The Canadian singer-songwriter returns after four-year wait: what's the weather like?
Feist’s records are less defined by their genre and more by the textures and intimacy of the recordings. On Leslie Feist’s latest “Metals” – a title that would otherwise indicate a rock record – there is a new heaviness that makes it feel like it’s max capacity, even on its smallest-sounding songs. It so far best defines this singer-songwriter; what it lacks in urgency from frequently lethargic tempos, it feels immediate, fluid and close.
Feist’s last “The Reminder” (2007) was made in an old mansion-turned-studio outside of Paris. She waited a couple years and then returned to making music, out of a converted barn in Big Sur. While the climates may have been different, it was the utility of space and inspiring beauty that remained a constant, and it shows. Practically every song has a one-take, happy mistake feel to it, the instruments impeccably mic’ed, familial and un-neglected.
Just start from the top: a bang of a kick drum, a bari sax and dark guitar phrases of opener “The Bad In Each Other” depicts a mood as much as the sad lyrics.

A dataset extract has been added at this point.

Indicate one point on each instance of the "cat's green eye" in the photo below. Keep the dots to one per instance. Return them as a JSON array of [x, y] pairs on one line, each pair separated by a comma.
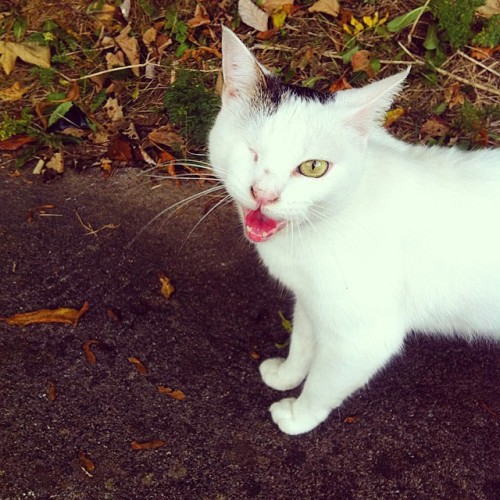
[[313, 168]]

Sleepy “Caught a Long Wind” puts the breeze at Feist’s back as a bird, as it leads into album single “How Come You Never Go There.” It lends no comparison to previous Feist singles like “Mushaboom” or “1234” in that it’s more of a torchy bubble-burster than bubble-gum. She does bring a little sugar, however, to “The Circle Married the Line,” a simple song with strings bobbing in pizzicato, and a xylophone and tender woodwinds filling in the gaps.
There are a handful of tracks that wed folk songs with nursery melodies, like “Bittersweet Melodies,” “Comfort Me” and “Anti-Pioneer,” the latter of which is a slow, slow, slow, slow dance with some mean guitar work in doses. The power picks up on “Commotion,” with strings uniquely holding down the rhythm section, and “The Undiscovered First,” the blue flame of which furls up into tight-fisted tambourine shimmies and the harrumphs of guitars through warm tube amps, both battling Feist’s vocal yelps and precarious harmonies. “Cicadas and Gulls” smoothes things out just as much as you’d think a song called “Cicadas and Gulls” would.
And throughout is that voice, her natural recording-ready quality, like good and bad weather moving between tracks. It is always the glue that binds this recording family with Mocky and Chilly Gonzalez into a operating whole, even in the infinity of songs like "Graveyard": "Roots and lies / our family tree is old /
From there we climb the golden hill / calmly will eternity." “Metals” sounds like something grown-into, of planned and unplanned elements that didn’t require too much discussion to manifest. After a four-year wait, it’s good news that Feist has made an album this easy to listen to.